The sum of EUR 5,000, which is to cover any pecuniary and non-pecuniary damage, as well as costs and expenses, will be converted into the national currency of the respondent State at the rate applicable on the date of payment, and free of any taxes that may be applicable. It will be payable within three months from the date of notification of the decision taken by the Court pursuant to Article 37 § 1 of the European Convention on Human Rights. In the event of failure to pay this sum within the said three-month period, the Government undertake to pay simple interest on it, from expiry of that period until settlement, at a rate equal to the marginal lending rate of the European Central Bank during the default period plus three percentage points.
This payment will constitute the final resolution of the case.”
The Court recalls that Article 37 of the Convention provides that it may at any stage of the proceedings decide to strike an application out of its list of cases where the circumstances lead to one of the conclusions specified, under (a), (b) or (c) of paragraph 1 of that Article. Article 37 § 1 (c) enables the Court in particular to strike a case out of its list if:
“for any other reason established by the Court, it is no longer justified to continue the examination of the application”.
It also recalls that in certain circumstances it may strike out an application under Article 37 § 1 (c) on the basis of a unilateral declaration by a respondent Government even if the applicant wishes the examination of the case to be continued.
In the light of its findings in the judgment concerning the cited above case of Pleshkov v. Ukraine ( §§ 32-53), h aving regard to the nature of the admissions contained in the Government ’ s declaration, as well as the amount of compensation proposed, the Court considers that it is no longer justified to continue the examination of the application (Article 37 § 1 (c)).

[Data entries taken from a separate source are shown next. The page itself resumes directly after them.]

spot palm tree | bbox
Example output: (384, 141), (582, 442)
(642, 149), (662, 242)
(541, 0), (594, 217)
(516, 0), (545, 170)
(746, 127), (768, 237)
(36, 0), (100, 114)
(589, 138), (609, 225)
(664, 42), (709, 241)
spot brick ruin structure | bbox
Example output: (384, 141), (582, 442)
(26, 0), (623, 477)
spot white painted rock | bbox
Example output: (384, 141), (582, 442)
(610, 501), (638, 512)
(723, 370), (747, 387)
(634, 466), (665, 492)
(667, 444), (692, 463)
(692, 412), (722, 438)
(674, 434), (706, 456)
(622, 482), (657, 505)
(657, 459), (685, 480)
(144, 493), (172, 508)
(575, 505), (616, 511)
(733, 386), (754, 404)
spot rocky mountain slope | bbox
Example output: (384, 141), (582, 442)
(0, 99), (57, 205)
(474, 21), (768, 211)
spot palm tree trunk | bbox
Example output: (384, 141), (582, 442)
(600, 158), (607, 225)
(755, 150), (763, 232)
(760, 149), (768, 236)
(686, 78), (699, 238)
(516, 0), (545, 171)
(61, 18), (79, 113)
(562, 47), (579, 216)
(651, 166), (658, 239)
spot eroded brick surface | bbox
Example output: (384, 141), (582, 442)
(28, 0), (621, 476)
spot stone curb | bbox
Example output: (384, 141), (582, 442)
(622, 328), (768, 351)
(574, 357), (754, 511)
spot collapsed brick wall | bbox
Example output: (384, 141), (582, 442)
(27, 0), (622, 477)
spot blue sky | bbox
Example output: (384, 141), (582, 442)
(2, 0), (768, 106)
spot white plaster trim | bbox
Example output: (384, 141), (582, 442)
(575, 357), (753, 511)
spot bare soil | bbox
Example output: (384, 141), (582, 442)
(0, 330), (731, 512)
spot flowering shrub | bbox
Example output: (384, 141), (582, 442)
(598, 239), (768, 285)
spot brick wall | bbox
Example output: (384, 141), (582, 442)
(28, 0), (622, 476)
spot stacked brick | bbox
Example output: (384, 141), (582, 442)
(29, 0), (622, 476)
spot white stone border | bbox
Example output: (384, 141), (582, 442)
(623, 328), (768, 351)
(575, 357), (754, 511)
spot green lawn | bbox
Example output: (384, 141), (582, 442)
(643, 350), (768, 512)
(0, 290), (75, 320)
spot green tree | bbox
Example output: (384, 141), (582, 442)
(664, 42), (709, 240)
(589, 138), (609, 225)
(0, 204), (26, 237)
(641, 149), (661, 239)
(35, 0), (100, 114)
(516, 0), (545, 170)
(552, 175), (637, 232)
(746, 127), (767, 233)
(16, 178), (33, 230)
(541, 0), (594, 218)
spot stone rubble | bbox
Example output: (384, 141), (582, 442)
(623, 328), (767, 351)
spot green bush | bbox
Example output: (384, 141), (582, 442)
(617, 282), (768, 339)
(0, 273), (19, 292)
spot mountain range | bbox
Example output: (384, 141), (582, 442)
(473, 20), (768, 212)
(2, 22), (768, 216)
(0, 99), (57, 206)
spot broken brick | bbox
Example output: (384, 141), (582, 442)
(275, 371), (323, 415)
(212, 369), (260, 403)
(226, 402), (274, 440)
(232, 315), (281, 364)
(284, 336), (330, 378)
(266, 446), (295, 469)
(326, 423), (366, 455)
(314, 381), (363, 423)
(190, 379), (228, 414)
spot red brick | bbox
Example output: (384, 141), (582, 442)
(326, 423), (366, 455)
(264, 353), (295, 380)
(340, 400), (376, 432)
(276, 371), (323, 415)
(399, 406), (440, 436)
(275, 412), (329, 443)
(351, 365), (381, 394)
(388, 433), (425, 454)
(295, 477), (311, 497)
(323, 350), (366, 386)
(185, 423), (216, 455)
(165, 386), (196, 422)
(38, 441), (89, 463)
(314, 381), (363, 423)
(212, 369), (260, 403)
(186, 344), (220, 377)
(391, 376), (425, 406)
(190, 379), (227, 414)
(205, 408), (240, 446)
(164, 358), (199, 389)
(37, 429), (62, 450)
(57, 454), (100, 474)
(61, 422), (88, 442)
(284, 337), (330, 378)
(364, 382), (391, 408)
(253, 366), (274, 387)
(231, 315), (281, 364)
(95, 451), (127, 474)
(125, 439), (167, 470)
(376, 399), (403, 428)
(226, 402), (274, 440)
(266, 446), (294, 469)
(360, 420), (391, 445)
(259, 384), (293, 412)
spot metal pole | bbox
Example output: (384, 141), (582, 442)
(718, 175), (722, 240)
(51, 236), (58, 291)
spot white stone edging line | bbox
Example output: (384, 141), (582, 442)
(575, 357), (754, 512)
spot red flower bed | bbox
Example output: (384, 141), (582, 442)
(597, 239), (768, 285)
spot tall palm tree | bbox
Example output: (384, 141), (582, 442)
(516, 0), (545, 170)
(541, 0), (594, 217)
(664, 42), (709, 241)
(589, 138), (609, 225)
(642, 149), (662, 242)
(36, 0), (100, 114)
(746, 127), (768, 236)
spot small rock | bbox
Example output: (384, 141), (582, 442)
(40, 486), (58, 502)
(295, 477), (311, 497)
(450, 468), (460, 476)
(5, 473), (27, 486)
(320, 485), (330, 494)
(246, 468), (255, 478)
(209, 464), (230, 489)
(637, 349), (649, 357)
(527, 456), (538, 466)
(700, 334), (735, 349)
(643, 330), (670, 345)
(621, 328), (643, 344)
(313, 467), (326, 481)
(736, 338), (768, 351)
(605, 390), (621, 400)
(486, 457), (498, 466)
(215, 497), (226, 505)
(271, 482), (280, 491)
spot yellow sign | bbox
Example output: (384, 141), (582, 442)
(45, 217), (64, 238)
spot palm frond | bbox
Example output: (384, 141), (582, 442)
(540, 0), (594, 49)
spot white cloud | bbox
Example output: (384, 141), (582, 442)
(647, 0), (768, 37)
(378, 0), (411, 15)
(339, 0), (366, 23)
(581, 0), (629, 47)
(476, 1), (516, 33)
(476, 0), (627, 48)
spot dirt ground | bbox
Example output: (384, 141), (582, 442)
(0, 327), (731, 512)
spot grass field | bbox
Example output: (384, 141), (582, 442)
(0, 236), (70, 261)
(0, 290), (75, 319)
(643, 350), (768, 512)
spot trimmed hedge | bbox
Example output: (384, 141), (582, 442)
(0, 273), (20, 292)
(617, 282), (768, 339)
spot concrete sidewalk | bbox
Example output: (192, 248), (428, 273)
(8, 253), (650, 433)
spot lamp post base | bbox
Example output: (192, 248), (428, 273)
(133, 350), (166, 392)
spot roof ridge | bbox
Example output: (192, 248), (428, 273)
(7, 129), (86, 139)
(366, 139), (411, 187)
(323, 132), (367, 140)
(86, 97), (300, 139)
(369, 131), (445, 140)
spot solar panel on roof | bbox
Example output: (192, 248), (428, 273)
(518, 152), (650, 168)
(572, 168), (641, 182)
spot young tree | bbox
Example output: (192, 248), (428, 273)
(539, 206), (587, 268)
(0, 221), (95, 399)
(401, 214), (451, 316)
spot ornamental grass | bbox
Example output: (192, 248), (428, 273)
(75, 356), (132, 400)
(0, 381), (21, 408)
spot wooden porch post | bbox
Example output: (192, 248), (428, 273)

The Court is also satisfied that respect for human rights as defined in the Convention and the Protocols thereto does not require it to continue the examination of the application (Article 37 § 1 in fine ).
For these reasons, the Court unanimously
Takes note of the terms of the respondent Government ’ s declaration and of the modalities for ensuring compliance with the undertakings referred to therein;
Decides to strike the application out of its list of cases in accordance with Article 37 § 1 (c) of the Convention.